From Knowledge to Noise: CTIM-Rover and the Pitfalls of Episodic Memory in Software Engineering Agents
Tobias Lindenbauer, Georg Groh, Hinrich Schütze
TL;DR
CTIM-Rover investigates whether a repository-integrated episodic memory (CTIM) can improve software engineering agents by leveraging cross-task experiences. The approach adapts ExpeL-style experiential learning and a Mixture-of-Experts distillation to produce both general and repository-level CTIM, integrated with AutoCodeRover. Across experiments on SWE-bench Verified, CTIM-Rover fails to outperform the baseline and is shown to degrade performance due to noisy CTIM items and suboptimal exemplar usage.
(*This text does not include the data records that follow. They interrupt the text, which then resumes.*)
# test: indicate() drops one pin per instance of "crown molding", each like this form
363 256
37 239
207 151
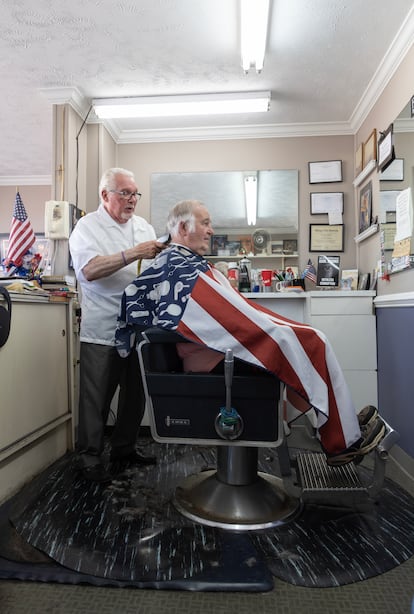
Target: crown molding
67 95
18 180
266 131
396 53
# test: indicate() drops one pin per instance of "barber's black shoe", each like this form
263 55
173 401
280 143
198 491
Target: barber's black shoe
133 458
96 473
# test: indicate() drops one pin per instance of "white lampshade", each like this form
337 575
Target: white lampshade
167 106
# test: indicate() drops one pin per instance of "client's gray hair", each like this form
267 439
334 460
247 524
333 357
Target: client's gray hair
182 212
108 181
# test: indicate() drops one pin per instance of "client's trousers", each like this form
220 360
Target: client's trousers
101 371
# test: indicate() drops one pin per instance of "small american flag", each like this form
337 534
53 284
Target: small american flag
310 272
21 236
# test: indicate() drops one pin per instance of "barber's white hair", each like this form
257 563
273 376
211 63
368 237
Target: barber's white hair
108 181
182 212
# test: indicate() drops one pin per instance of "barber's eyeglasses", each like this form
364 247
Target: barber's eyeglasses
127 195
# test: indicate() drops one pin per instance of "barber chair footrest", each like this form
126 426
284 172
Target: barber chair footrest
259 505
328 485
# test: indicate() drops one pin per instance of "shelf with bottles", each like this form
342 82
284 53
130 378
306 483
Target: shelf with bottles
233 244
251 256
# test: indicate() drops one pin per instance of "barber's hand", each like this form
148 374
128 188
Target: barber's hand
149 249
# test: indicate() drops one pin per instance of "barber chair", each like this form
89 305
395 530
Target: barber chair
239 414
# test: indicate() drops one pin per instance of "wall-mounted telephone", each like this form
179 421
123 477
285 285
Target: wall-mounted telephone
57 219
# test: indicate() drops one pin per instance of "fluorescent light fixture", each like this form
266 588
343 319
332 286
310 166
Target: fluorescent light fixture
250 194
254 15
168 106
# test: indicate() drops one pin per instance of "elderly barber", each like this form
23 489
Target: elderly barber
107 247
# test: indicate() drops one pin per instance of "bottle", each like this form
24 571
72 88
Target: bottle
233 274
244 275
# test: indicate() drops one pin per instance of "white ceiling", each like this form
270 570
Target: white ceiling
327 61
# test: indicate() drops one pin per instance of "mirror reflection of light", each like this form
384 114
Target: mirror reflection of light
250 191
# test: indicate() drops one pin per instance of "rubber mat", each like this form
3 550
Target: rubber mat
61 528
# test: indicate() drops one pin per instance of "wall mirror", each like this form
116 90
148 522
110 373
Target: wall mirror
224 194
397 177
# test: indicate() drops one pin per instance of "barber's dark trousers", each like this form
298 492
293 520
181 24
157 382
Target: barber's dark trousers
101 371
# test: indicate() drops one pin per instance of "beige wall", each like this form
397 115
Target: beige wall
80 162
256 154
393 99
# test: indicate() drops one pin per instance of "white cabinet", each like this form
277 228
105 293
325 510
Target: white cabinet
37 383
348 321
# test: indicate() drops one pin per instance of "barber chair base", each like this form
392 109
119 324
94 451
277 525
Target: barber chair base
261 504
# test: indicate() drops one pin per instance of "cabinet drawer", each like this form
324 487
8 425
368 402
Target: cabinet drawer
353 339
342 305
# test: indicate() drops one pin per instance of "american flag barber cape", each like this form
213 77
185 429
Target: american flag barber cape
183 293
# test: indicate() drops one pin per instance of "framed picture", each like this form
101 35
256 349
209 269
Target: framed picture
290 246
365 207
394 171
374 278
325 172
386 153
233 247
246 244
326 202
359 160
349 279
370 148
328 271
326 238
363 282
276 247
218 243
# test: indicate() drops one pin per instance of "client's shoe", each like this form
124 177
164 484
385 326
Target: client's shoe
133 458
372 433
367 415
96 473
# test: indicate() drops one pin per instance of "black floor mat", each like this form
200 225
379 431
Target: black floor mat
61 528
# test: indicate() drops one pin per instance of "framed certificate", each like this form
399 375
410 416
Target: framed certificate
370 148
325 172
386 153
326 202
326 238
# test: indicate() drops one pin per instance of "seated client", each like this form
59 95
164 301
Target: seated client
182 292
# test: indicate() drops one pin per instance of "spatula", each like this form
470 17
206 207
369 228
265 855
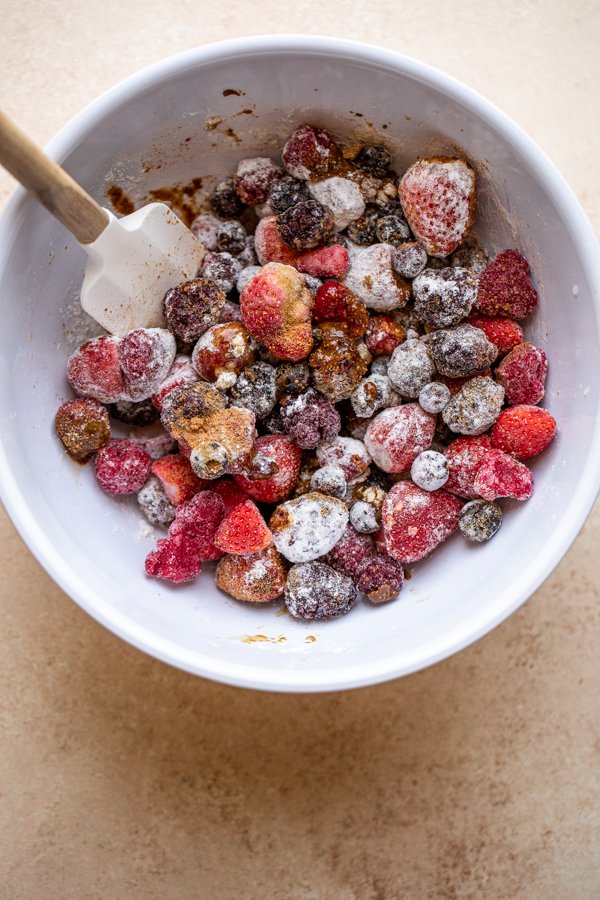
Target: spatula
132 261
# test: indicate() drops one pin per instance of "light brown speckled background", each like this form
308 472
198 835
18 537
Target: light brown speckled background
122 778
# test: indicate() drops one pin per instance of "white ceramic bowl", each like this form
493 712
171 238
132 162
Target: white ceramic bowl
94 546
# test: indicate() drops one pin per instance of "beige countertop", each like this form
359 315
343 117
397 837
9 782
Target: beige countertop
123 778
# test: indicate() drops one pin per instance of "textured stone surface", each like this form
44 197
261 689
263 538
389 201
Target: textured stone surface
122 778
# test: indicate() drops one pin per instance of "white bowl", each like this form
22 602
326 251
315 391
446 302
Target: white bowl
94 546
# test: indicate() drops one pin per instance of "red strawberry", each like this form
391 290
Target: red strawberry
438 199
416 521
284 452
243 530
505 287
177 477
523 430
501 475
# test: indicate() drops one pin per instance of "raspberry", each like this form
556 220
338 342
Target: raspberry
276 307
504 333
316 591
309 419
380 579
122 467
523 431
256 578
305 225
438 199
287 456
501 475
396 436
383 335
505 287
415 521
522 374
254 178
308 527
310 152
192 307
83 427
464 456
177 478
324 262
333 301
243 530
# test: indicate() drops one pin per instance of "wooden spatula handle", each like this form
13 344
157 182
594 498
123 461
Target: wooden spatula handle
56 190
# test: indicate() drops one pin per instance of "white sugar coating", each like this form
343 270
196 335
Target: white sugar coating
349 454
475 408
372 278
430 470
440 226
363 517
246 275
312 526
342 197
410 368
434 397
206 227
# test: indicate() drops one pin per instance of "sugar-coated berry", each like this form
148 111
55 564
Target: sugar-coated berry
316 591
430 470
480 520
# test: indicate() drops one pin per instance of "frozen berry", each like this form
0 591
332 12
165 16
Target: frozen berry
523 430
505 287
415 521
438 199
475 407
256 578
522 374
83 427
501 475
308 527
305 225
397 435
287 457
444 296
192 307
122 467
480 520
316 591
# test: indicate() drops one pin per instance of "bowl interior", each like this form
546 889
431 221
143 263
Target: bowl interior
196 117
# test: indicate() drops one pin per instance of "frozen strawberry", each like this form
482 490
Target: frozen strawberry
243 530
501 475
276 309
438 199
174 559
310 152
522 374
94 370
256 578
270 246
287 456
504 333
396 436
324 262
415 521
335 302
465 455
505 287
122 467
177 477
523 431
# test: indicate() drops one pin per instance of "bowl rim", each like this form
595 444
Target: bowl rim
583 497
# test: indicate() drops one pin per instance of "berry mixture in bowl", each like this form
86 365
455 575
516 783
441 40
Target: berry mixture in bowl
333 395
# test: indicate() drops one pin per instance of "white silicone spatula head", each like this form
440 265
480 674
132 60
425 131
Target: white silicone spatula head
132 261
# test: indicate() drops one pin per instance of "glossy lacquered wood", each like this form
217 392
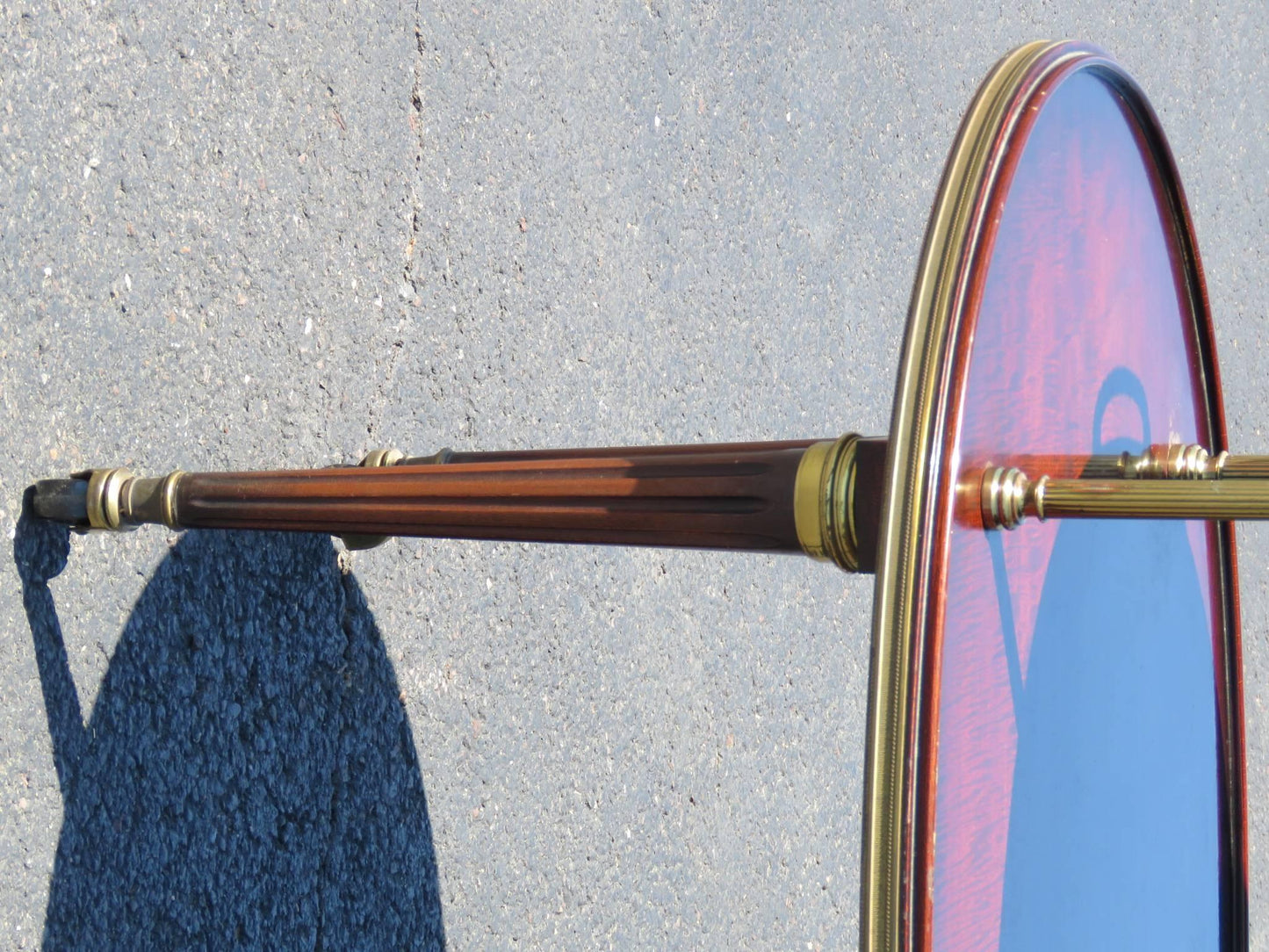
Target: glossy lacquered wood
709 496
1084 329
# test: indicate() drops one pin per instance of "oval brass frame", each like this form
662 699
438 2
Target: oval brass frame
918 427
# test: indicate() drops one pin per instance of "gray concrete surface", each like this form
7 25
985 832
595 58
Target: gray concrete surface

The work highlights the fragility of memory-augmented agents in real-world SE tasks and points to embedding-based retrieval at each turn to mitigate noise and improve relevance.
Abstract
We introduce CTIM-Rover, an AI agent for Software Engineering (SE) built on top of AutoCodeRover (Zhang et al., 2024) that extends agentic reasoning frameworks with an episodic memory, more specifically, a general and repository-level Cross-Task-Instance Memory (CTIM). While existing open-source SE agents mostly rely on ReAct (Yao et al., 2023b), Reflexion (Shinn et al., 2023), or Code-Act (Wang et al., 2024), all of these reasoning and planning frameworks inefficiently discard their long-term memory after a single task instance. As repository-level understanding is pivotal for identifying all locations requiring a patch for fixing a bug, we hypothesize that SE is particularly well positioned to benefit from CTIM. For this, we build on the Experiential Learning (EL) approach ExpeL (Zhao et al., 2024), proposing a Mixture-Of-Experts (MoEs) inspired approach to create both a general-purpose and repository-level CTIM. We find that CTIM-Rover does not outperform AutoCodeRover in any configuration and thus conclude that neither ExpeL nor DoT-Bank (Lingam et al., 2024) scale to real-world SE problems. Our analysis indicates noise introduced by distracting CTIM items or exemplar trajectories as the likely source of the performance degradation.